OPUS-100: download data from opus website. (the scripts for preprocessing of the OPUS-100 data is in `./preprocess_scripts/multilingual_preprocess.sh` )
WMT17-En-Fr: download and clean data with `examples/translation/prepare-wmt14en2fr.sh`

## Model training
The scripts below are all for training Gshard. To train SCoMoE, just append the `${scomoe_seq_args}` or `${scomoe_feat_args}` at the end of command.

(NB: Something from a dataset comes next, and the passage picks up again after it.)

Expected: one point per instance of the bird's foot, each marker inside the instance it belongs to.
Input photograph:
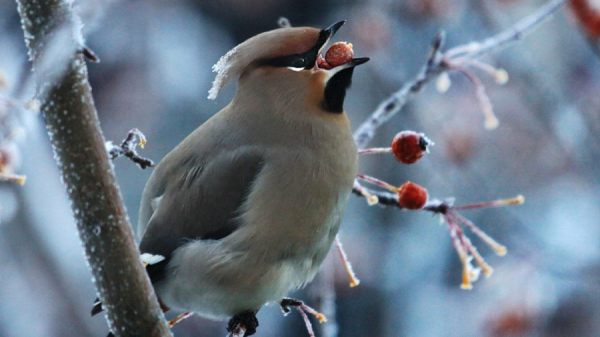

dummy train (training with dummy data): 
- `train_scripts/scomoe/dummy_train_base_model.sh`
- `train_scripts/scomoe/dummy_train_large_model.sh`

train on WMT17-en-fr: 
- base models: `bash train_scripts/scomoe/train_base_models_on_wmt-en-fr.sh`
- large models: `sbatch train_scripts/scomoe/train_large_model_on_wmt-en-fr.sh`

train on OPUS-100:


### Explaination for important args of SCoMoE:
args for scomoe-seq
- `--arch scomoe`: scomoe
- `--scomoe-type seq`: scomoe-seq
- `--ratio1`: the ratio for intra-accelerator communication ($\alpha$)
- `--ratio2`: the ratio for intra-node communication ($\beta$)
- `--token-cluster`: whether do token clustering
- `--temperature`: temperature for softmax in token clustering

args for scomoe-feat
- `--arch scomoe`: scomoe
- `--scomoe-type feat`: scomoe-feat
- `--ratio1`: the ratio for intra-accelerator communication ($\alpha$)
- `--ratio2`: the ratio for intra-node cmmunication ($\beta$)

## Model Evaluation
Evauation on WMT17-En-Fr: 
- `bash eval_scripts/eval_on_wmt-en-fr.sh --save_dir ${ckpt_path} -subset {valid|test} -capacity_factor ${eval_capacity_factor} --r1 ${ratio1} --r2 ${ratio2}$`
- `bash eval_scripts/eval_large_on_wmt-en-fr.sh --save_dir ${ckpt_path} -subset {valid|test} -capacity_factor ${eval_capacity_factor} --r1 ${ratio1} --r2 ${ratio2}$`

Evauation on OPUS-100: 
- `bash eval_on_opus.sh --save_dir ${ckpt_path} -subset {valid|test} -capacity_factor ${eval_capacity_factor} --r1 ${ratio1} --r2 ${ratio2}$`
- `bash eval_large_on_opus.sh --save_dir ${ckpt_path} -subset {valid|test} -capacity_factor ${eval_capacity_factor} --r1 ${ratio1} --r2 ${ratio2}$`


`ratio1` and `ratio2` are only necessary for the evaluation of Gshard. For SCoMoE-seq, it is better to set `ratio1=0` and `ratio2=0`. While for SCoMoE-Feat, they should be the same values as those at training.

`eval_capacity_factor` has a great influence on the translation performance. For evaluation on OPUS-100, `eval_capacity_factor` should be set to at least 0.5. As for the evaluation on OPUS-100, setting `eval_capacity_factor=0.25` is enough.